IFG, the firm behind platform and Sipp provider James Hay, has reported a 48 per cent surge in adjusted operating profit for 2015 as it seeks further Sipp acquisitions.
The firm’s preliminary 2015 results, published this morning, reveal operating profit across the business – excluding any decrease in value of intangible assets and exceptional costs – rose from £7.9m to £11.6m. Non-adjusted pre-tax profits also increased significantly year-on-year, from £4.6m to £8.6m.
James Hay nearly doubled the number of new Sipps it administers during the year, rising from 6,303 to 12,084. This was driven by the acquisition of around 8,000 new Sipp clients from Capita and Towry during the year.
Platform profits surged from £5.8m in 2014 to £9.8m last year.

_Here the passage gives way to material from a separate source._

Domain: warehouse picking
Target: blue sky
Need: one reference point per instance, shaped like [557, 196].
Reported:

The firm says: “This growth was achieved with no overall increase in headcount in 2015, demonstrating the scalability of the platform. Our strategy to build deeper strategic relationships with key advisers, will be key to delivering consistency in organic growth.
“We also see further acquisition opportunities similar to the acquisition of books from Capita and Towry, as consolidation in this sector continues.”
Meanwhile Saunderson House, IFG’s awealth management arm, delivered profits of £5.9m, up marginally on the £5.8m figure reported in 2014.
Assets under advice grew 8 per cent, from £3.7bn to £4bn, with 243 new clients added during the year.
However, IFG has taken a hit from the disposal of IFG UK Financial Services, the IFA business it sold to Ascot Lloyd in 2014. The company was bought for £2.5m, potentially rising to £5.5m based on it meeting certain performance criteria.
IFG accounted for a £600,000 loss following disposal of the firm in 2014, but has been forced to add an additional £1.3m to this figure for 2015.
IFG says: “We have revised the estimate of all costs associated with unwinding the legal entity structure and associated regulatory, claims and legal costs of IFG UK Financial Services.
“The total loss, including the loss of £0.6m in 2014, is £1.9m, subject to any amendments to the contingent consideration.”